Book Review: The Innovator's Guide to Growth
I really liked The Innovator's Guide to Growth because it attempts to take all the great concepts about innovation and break them down into an actual guide that an innovator could follow to bring more innovation to his or her company. This book has a lot of good templates, forms and examples to help a nascent innovation leader define the innovation intent and goals and convince the management team to engage in an ongoing program of innovation.
The book is breaks down into five sections: precursors to innovation, identifying opportunities, formulating and shaping ideas, building the business and supporting systems and structures. Key points from each section:
- A firm can't innovate successfully until it's house is in control and a good game plan is in place
- Many innovation opportunities exist in "nonconsumers" (think the unbanked or un-insured) or in situations where products and services "overmeet" the needs of customers (think Southwest in airlines)
- The chapters on identifying ideas spend a significant amount of time on defining the "jobs" that people want to complete - again harking back to Christensen's books and to the concept of Outcome-Driven innovation which has also been popularized by Strategyn.

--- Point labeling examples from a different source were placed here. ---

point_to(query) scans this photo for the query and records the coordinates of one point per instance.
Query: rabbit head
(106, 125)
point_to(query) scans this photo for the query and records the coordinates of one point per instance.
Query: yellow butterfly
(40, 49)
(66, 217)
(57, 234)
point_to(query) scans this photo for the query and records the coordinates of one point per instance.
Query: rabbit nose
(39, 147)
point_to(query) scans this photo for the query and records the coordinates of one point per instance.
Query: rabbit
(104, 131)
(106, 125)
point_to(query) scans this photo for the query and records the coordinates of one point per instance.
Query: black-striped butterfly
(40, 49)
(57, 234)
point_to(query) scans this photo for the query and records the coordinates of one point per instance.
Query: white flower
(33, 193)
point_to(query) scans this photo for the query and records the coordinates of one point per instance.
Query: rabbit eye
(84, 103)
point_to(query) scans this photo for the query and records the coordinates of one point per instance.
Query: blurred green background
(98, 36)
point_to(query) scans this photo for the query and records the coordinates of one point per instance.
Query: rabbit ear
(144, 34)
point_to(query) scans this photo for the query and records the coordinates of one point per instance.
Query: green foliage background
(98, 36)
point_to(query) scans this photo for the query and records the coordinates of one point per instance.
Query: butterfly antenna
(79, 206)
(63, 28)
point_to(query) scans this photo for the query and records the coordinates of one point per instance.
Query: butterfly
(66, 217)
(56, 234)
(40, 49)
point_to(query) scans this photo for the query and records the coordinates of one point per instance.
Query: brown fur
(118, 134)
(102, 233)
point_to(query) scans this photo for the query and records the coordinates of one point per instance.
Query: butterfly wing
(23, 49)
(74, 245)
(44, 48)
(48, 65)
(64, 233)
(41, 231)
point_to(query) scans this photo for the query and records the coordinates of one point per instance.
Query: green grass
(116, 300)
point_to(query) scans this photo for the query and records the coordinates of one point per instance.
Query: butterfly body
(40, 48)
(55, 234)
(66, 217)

- Developing and shaping ideas focuses on refining ideas and targeting opportunities using a strategy map borrowed from Blue Ocean strategy and using innovation techniques such as ideation sessions, analogies and internal and external submissions
- I felt the chapter on assembling and managing project teams was fairly strong and identified a number of good points, especially on the interactions between an innovation team and the executive team, and the innovation team and the rest of the organization
- The chapter on innovation metrics should be must reading for any innovation program
There are a few quibbles I have with the book, however. The first two thirds of the book are really loaded with good advice, templates and forms and case studies. Somewhere in the late middle of the book, where the book begins to address refining ideas and building the innovation team, the book begins to become more theoretical and less practical. For example, what kinds of people or skill sets are better or worse for an innovation team? Should innovation be a centralized or decentralized capability? What are the best idea generation methods? What should an innovation process or methodology look like? What are the roles and responsibilities within innovation? These questions are addressed obliquely, if at all, and important topics like rewards and recognition and corporate culture are not addressed at all. Perhaps the team assumed these items are already addressed if the firm has decided to become more innovative.
While I have a number of concerns with the book as a practical methodology for deploying an innovation capability, I can wholeheartedly recommend the book, especially the first six chapters which focus on the alignment of innovation to corporate strategy and intent, and chapter eight, which is about building and managing innovation teams. I think that the segue in the middle and last third of the book from practical advice, templates and forms to more theoretical advice may align to the fact that the actual deployment of these programs is subject to many more variables, but I would have expected a bit more detail in the chapters on organizing to innovate. I will point out that chapter ten on innovation metrics, while a bit short, is an excellent overview and mirrors a lot of good advice on building innovation metrics and the expectations around innovation returns.
This book definitely belongs on the shelf of any executive considering an innovation program or initiative, and on the desk of any innovation leader.